Roger Pearson reports an Appeal Court ruling that a Greek shipping tycoon can be called to account for a £2.5m legal bill.
The Appeal Court has ruled that a Greek shipping tycoon can be held personally liable for a £2.5m legal bill, even though he was not a named party in a claim against his company.
Prudential Assurance has been given the go-ahead by the Court of Appeal to continue court action in a bid to recover the court costs from a Greek resident who was the principal owner of a Panamanian company with which Prudential was in dispute in respect of a ship which was destroyed by fire.
The case concerned a claim by the owner of the MV Ikarian Reefer for compensation from her hull and machinery underwriters, of which Prudential was the lead underwriter.
The claim followed the total destruction of the ship by grounding and fire in 1985. Prudential, however, argued that the vessel had been deliberately cast away by her owner.
In the High Court Mr Justice Cresswell found in favour of the claimant.
But in December 1994, following a 30-day hearing, the Court of Appeal ruled that the vessel had been deliberately run aground and then set on fire on the authority of her owner. Prudential was awarded its costs – estimated at some £2.5m – in respect of both the Appeal Court and High Court actions.
This July, in a bid to recover the amount, Prudential won a High Court order that Constantine Comninos, the principal owner of the Panama company, should personally pay its costs. However, the order was challenged by Comninos on the grounds that the English court had no jurisdiction nor could it assume jurisdiction over him.

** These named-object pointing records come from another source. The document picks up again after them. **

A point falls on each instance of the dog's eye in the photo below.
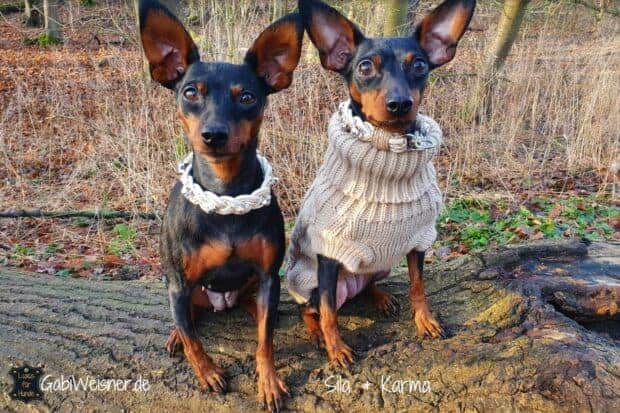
(247, 98)
(419, 68)
(190, 93)
(366, 68)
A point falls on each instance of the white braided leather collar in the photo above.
(428, 135)
(210, 202)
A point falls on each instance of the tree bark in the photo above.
(512, 340)
(507, 29)
(52, 20)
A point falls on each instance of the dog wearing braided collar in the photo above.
(222, 241)
(375, 198)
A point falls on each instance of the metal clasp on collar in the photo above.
(415, 142)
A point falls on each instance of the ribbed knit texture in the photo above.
(367, 207)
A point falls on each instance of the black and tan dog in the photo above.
(209, 257)
(386, 78)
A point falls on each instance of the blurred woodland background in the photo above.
(529, 107)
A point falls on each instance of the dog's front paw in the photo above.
(426, 324)
(271, 389)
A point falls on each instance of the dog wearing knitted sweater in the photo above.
(375, 199)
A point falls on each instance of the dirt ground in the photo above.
(529, 328)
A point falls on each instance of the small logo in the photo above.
(26, 383)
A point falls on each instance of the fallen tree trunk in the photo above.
(511, 343)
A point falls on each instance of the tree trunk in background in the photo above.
(145, 64)
(32, 15)
(52, 20)
(507, 30)
(397, 21)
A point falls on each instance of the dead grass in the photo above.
(80, 128)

But the Appeal Court ruled that the English court did have jurisdiction over a party which was not domiciled in England and Wales and is entitled to rule on whether that party has had sufficient connection with proceedings in the English court that he should pay the costs, even though he was not actually named as a party.
Lords Justices Simon Brown, Waller and Tuckey ruled that if the connection alleged was that the non-party was in fact the alter ego of a party being sued, the English court had jurisdiction to decide the question and to decide whether the non-party had in effect submitted to the English jurisdiction.
Waterson Hicks acted for the appellant and Ince & Co for Prudential.